Markus Steuerwald: "Ich weiß jetzt, wo mein Platz in der Mannschaft ist"

Matthias Kaufhold

Von Matthias Kaufhold

Do, 14. Juni 2012

Volleyball

BZ-Interview: Volleyballer Markus Steuerwald über wohltuende Psychologie und einen fehlenden Freifahrtschein nach London.

HAUSACH. Geschichte wiederholt sich doch. Wie vor vier Jahren schafften die deutschen Volleyballer am Sonntag mit einem Sieg beim heimischen Qualifikationsturnier den Sprung zu den Olympischen Spielen. Wie vor vier Jahren war dabei Kuba der größte Brocken, der mit einem denkwürdigen 3:2-Erfolg aus dem Weg geräumt wurde. Und wie vor vier Jahren organisierte Markus Steuerwald als Libero die deutsche Abwehr. Warum sich Geschichte an dieser Stelle aber nicht wiederholen soll, erläutert der 23-jährige Kinzigtäler im Gespräch mit Matthias Kaufhold.

BZ: Herr Steuerwald, die Parallelen zur vergangenen Olympia-Qualifikation sind augenfällig. Erklären Sie doch mal, wo die Unterschiede liegen?

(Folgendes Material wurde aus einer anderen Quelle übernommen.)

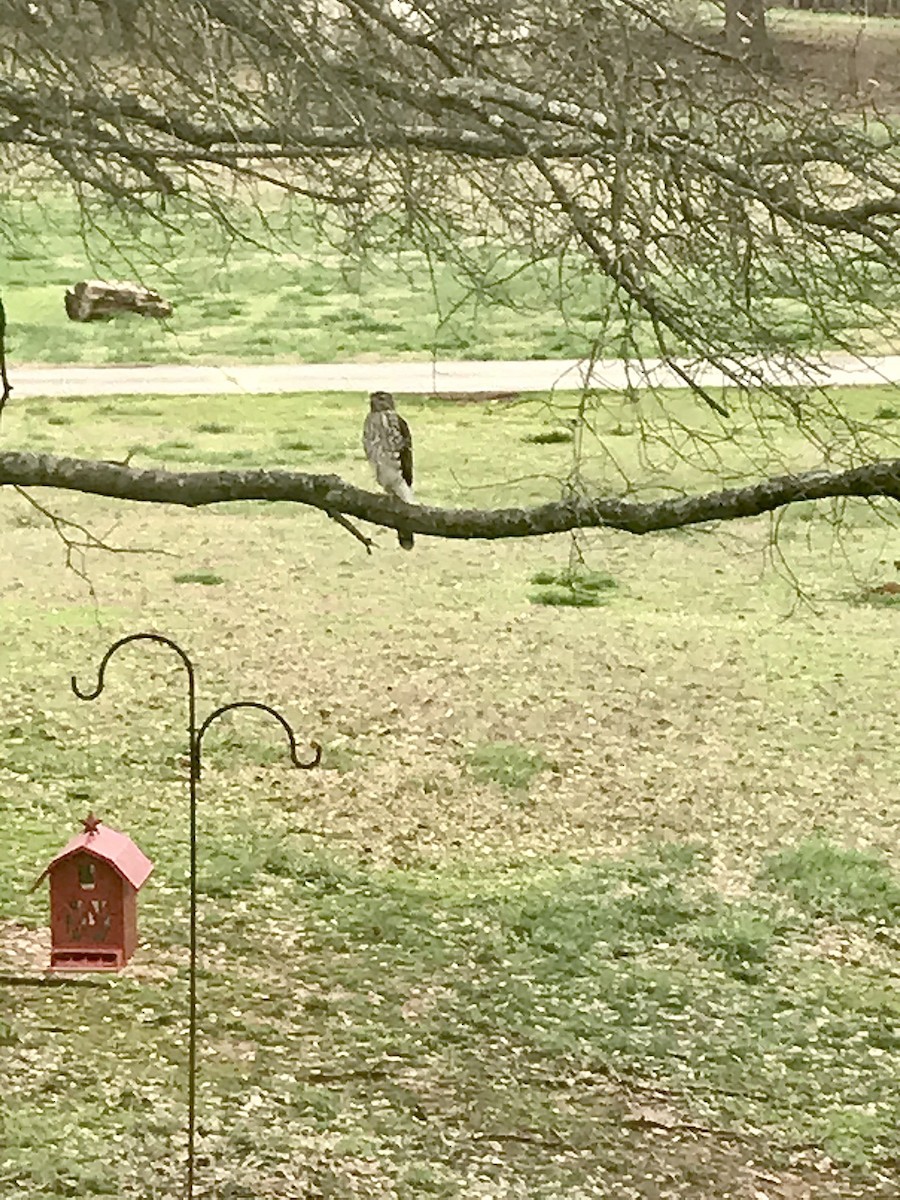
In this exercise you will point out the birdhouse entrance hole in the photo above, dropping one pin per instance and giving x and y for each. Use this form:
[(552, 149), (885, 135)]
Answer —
[(94, 885)]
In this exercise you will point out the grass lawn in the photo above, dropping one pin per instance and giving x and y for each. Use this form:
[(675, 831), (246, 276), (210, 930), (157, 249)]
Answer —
[(288, 295), (583, 903)]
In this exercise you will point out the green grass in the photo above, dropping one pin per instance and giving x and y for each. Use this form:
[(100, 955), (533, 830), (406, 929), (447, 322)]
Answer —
[(581, 904), (239, 301), (207, 577), (287, 294), (507, 763)]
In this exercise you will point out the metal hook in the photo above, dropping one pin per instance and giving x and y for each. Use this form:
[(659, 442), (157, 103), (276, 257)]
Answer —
[(273, 712), (124, 641), (195, 745)]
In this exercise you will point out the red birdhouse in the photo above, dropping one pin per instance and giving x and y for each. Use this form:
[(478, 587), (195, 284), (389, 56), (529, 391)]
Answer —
[(94, 886)]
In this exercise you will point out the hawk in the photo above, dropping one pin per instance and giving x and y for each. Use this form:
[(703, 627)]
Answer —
[(389, 449)]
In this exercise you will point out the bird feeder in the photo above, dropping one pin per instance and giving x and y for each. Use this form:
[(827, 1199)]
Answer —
[(94, 886)]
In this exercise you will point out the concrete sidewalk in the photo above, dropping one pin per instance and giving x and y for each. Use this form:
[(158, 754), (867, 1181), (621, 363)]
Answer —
[(420, 378)]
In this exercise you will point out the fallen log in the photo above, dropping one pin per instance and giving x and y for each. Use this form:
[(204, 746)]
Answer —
[(100, 300)]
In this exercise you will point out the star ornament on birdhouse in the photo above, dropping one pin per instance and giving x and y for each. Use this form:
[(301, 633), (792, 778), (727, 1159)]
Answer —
[(94, 885)]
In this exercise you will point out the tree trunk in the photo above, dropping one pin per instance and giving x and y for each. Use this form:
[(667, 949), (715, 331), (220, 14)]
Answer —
[(96, 300), (747, 35)]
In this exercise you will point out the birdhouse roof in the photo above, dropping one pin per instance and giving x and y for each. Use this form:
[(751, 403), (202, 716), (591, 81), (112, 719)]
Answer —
[(111, 846)]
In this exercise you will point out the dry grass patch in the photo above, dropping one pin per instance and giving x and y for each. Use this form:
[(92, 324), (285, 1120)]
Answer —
[(550, 927)]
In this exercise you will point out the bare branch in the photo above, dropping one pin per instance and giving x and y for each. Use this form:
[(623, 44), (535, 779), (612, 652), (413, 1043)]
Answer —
[(331, 495)]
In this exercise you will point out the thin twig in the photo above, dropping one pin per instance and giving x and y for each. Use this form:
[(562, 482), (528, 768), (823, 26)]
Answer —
[(340, 519), (5, 385)]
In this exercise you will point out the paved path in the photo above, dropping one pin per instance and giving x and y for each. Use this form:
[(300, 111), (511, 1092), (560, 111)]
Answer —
[(421, 378)]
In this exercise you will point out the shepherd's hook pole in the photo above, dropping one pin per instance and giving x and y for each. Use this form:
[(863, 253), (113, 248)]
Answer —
[(195, 745)]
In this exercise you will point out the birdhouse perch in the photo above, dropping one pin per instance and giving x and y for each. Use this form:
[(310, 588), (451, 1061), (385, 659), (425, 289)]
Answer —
[(94, 886)]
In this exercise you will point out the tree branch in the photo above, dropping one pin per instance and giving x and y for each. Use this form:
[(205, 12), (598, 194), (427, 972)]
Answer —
[(331, 495)]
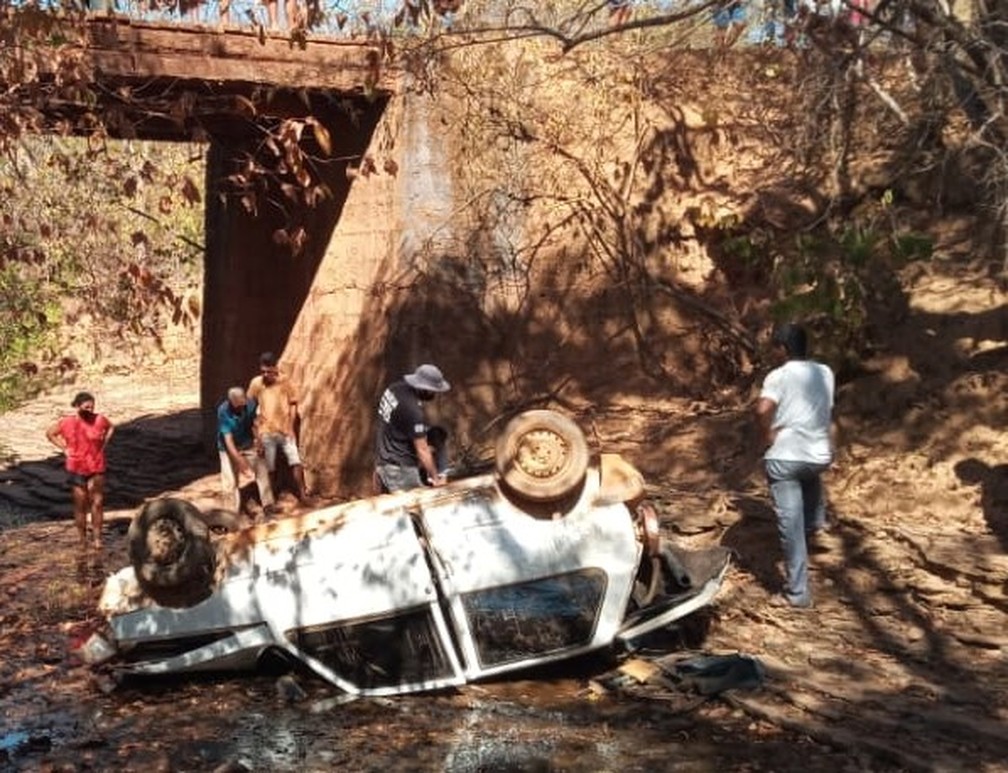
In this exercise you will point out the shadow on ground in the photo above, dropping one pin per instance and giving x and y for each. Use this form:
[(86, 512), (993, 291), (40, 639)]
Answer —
[(146, 458)]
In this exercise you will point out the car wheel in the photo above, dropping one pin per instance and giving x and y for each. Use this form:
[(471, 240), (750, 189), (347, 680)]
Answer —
[(541, 456), (169, 549)]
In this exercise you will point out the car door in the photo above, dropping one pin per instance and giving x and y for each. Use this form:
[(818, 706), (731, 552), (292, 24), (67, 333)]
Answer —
[(355, 599), (522, 590)]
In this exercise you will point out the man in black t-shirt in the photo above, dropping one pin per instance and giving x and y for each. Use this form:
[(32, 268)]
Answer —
[(402, 449)]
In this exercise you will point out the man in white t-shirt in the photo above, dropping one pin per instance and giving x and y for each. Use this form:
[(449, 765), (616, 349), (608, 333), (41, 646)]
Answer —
[(794, 412)]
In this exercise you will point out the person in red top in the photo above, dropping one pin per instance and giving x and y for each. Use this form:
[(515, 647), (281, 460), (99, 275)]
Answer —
[(83, 436)]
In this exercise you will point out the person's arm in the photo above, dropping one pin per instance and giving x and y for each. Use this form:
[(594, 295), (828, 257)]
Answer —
[(53, 435), (765, 410), (110, 428), (236, 457), (291, 411), (426, 459)]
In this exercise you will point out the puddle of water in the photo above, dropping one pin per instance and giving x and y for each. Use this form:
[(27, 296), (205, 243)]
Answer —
[(11, 741)]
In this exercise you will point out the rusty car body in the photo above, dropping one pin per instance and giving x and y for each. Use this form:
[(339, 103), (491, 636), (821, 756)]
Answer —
[(419, 590)]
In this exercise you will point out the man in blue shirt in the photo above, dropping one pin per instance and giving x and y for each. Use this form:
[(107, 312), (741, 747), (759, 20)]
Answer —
[(241, 456)]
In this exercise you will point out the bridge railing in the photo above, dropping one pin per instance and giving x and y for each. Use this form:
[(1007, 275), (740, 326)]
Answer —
[(336, 18)]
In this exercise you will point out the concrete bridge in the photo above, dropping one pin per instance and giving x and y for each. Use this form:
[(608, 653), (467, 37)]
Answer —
[(229, 88)]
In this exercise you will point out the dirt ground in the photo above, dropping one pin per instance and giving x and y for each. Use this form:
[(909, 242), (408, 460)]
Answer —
[(900, 665)]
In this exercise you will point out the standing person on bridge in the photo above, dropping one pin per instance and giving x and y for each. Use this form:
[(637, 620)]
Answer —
[(276, 419), (241, 452), (406, 448), (794, 415), (83, 436)]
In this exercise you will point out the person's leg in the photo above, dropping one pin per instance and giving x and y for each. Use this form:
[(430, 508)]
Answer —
[(232, 495), (399, 478), (96, 496), (812, 502), (79, 496), (258, 465), (785, 489), (270, 444), (437, 440), (296, 467), (271, 13)]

Markus Steuerwald: Wir hatten viel mehr Druck als vor vier Jahren. Damals hatten wir nichts zu verlieren, diesmal hieß es nach der guten ersten Qualifikationsrunde in Bulgarien (Platz zwei, Anmerkung der Redaktion) von außen schnell, das schafft ihr doch mit links.

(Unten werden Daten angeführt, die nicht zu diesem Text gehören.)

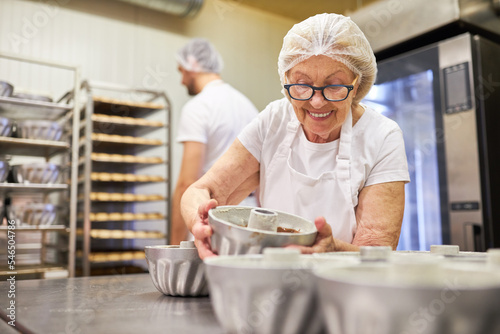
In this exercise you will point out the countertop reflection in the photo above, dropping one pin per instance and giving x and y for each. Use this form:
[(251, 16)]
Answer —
[(105, 304)]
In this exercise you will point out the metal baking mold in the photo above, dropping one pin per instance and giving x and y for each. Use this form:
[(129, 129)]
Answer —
[(177, 270), (270, 293), (460, 297), (231, 236)]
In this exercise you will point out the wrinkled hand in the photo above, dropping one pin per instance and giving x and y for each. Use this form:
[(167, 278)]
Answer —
[(324, 239), (202, 231)]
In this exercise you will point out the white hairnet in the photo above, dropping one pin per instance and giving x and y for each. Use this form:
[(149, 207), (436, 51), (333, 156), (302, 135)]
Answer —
[(199, 55), (331, 35)]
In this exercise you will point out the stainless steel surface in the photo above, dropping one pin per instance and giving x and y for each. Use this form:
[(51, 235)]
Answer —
[(6, 88), (182, 8), (177, 270), (43, 173), (5, 127), (272, 293), (388, 22), (40, 129), (410, 297), (461, 147), (107, 304), (231, 235)]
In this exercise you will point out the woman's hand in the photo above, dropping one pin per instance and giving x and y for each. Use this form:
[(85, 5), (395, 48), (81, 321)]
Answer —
[(202, 231), (324, 240)]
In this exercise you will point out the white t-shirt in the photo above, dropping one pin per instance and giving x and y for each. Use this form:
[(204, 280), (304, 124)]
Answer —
[(215, 117), (377, 147)]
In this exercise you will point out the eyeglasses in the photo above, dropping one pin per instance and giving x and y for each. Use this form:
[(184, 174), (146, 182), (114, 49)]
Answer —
[(333, 93)]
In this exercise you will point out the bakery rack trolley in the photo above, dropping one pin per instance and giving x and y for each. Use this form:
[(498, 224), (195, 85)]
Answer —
[(69, 113), (124, 177)]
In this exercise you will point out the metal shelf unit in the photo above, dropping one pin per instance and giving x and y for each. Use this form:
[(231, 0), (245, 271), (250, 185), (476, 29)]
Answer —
[(115, 179), (68, 113)]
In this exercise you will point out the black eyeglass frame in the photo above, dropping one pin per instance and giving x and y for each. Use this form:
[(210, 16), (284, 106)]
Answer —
[(322, 89)]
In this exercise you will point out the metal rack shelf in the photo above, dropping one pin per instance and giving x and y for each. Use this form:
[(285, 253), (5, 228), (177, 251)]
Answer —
[(32, 147), (67, 113), (46, 269), (115, 133), (109, 257), (49, 228), (25, 109), (31, 187)]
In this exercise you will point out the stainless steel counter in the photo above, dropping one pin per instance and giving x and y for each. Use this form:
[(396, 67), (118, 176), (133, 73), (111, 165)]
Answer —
[(104, 304)]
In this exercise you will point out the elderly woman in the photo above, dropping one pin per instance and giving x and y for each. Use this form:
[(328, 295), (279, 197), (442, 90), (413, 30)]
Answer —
[(317, 153)]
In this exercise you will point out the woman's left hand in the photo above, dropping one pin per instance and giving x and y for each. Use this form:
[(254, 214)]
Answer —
[(324, 239)]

BZ: Wie haben Sie diesem Druck standgehalten?

Steuerwald: Die Mannschaft hat einen großen inneren Zusammenhalt und der neue Trainer (vor drei Monaten löste der Belgier Vital Heynen den Argentinier Raul Lozano ab, d. Red.) achtet im Training viel auf Spaß und Abwechslung. Das Wichtigste aber war, dass wir auch nach dem Trainerwechsel weiter mit unserem Psychologen Wolfgang Klöckner zusammenarbeiten können. Er tut uns einfach gut. Mit ihm werden gemeinsam viele Dinge besprochen, die auf dem Feld helfen können. Das war am vergangenen Wochenende noch intensiver als zuvor.

BZ: Sie spielten 2008 mit jugendlicher Unbekümmertheit die Olympia-Quali – und für die Spiele in Peking wurde Ihnen ein Routinier vorgezogen. Passiert Ihnen das diesmal nicht?

Steuerwald: Das weiß ich nicht, nominiert wird erst in vier Wochen. Bei den kommenden Weltligaspielen in Argentinien rotiert der Trainer auf vielen Positionen noch mal durch, keiner kann sich sicher sein. Niemand hat einen Freifahrtschein nach London.

BZ: Jetzt aber nicht so bescheiden. Ihr Vereinswechsel nach Paris hat Ihnen ein Comeback in die Nationalmannschaft ermöglicht. Das muss Ihnen doch Selbstvertrauen geben.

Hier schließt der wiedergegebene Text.